Jakarta. Indonesian shares hit a two-week low on Tuesday because of fears about inflation and the interest rate outlook, but they still ended the month with slim gains.
The Jakarta Composite Index lost 17.68 points, or 0.6 percent, to close at 3,081.88. Some 4.2 billion shares worth Rp 3.7 trillion ($391 million) changed hands. Decliners outnumbered gainers 132 to 58.
A burst of late buying limited the losses, after the JCI was down 35 points in the late afternoon.
“The market is in a consolidation phase and local investors also took profits ahead of next week’s Idul Fitri holiday. Global market weakness and the drop in the rupiah also caused the share falls,” said John Teja, a director at Jakarta-based Ciptadana Securities.
“In the short term, the upcoming holiday season will slow down the market but in the medium term it’s still on a rising trend because of the strong fundamentals of Indonesia’s economy.”
Among decliners were energy companies such as Adaro Energy, Indonesia’s biggest listed coal producer by market value, which tumbled 4 percent after reporting on Monday that first-half net income fell 49 percent to Rp 1.2 trillion as coal prices fell and the rupiah strengthened.
Medco Energi Internasional, the country’s biggest listed oil company, slid 0.8 percent.
Bakrie Group coal miner Bumi Resources fell 2.9 percent after it reported first-half net income declined 30 percent to $134.6 million as interest costs increased and it paid higher taxes.
Financial stocks outperformed. Bank Mandiri rose 1.5 percent, while Bank Negara Indonesia advanced 1.7 percent.

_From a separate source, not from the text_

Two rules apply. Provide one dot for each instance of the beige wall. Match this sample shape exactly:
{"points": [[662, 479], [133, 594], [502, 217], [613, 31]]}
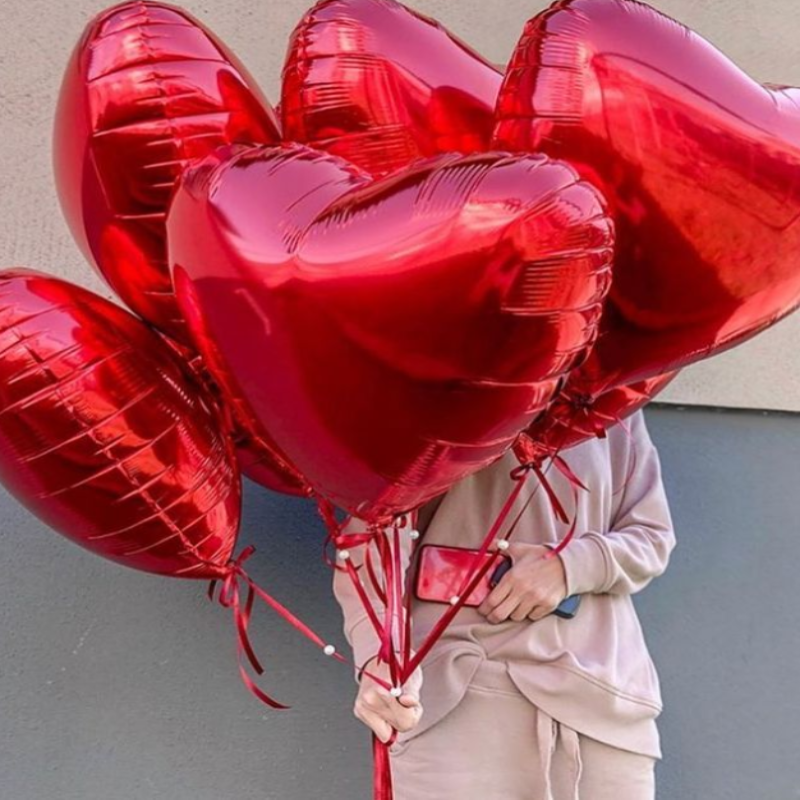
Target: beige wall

Meanwhile, the rupiah fell 0.4 percent to post a decline for the month of August, halting a two-month winning streak as signs the global economic recovery is faltering damped demand for emerging-market assets.
The currency slumped for only its second month in a year, dropping 1.1 percent.
The rupiah was at 9,048 to the dollar as of the stock market’s close. It was the third-worst performer in August among Asia’s 10 most-traded currencies, after India’s rupee and South Korea’s won.
“There was modest weakness across some Asian currencies in August due to global growth concerns, especially as the US data is getting weaker,” said Thomas Harr, Singapore-based Asia foreign-exchange strategy head at Standard Chartered. “There’s nothing really Indonesia-specific that is driving the rupiah lower.”
Losses in the currency were limited as funds based abroad plowed money into Indonesian securities in August. Overseas investors bought $246 million more local shares than they sold, boosting net purchases for the year to $1.6 billion.
Analysts expect the central bank to keep interest rates unchanged at a meeting this week to support growth, even as a government report today may show inflation has accelerated to the fastest pace since April 2009.
According to economists’ estimates, annual inflation rose to 6.7 percent in August from a year earlier, after climbing to 6.22 percent the previous month. The government inflation report is due today. Bank Indonesia will keep its policy rate at 6.5 percent when it meets on Friday, according to a separate survey.
Harr said the higher inflation data should have a limited impact on the rupiah as the central bank was expected to raise its policy rate in the fourth quarter. Standard Chartered was sticking with a forecast that the currency would rise to 8,800 by the end of the fourth quarter, he said.
The currency will gain to 8,900 by year-end, according to the median estimate of economists.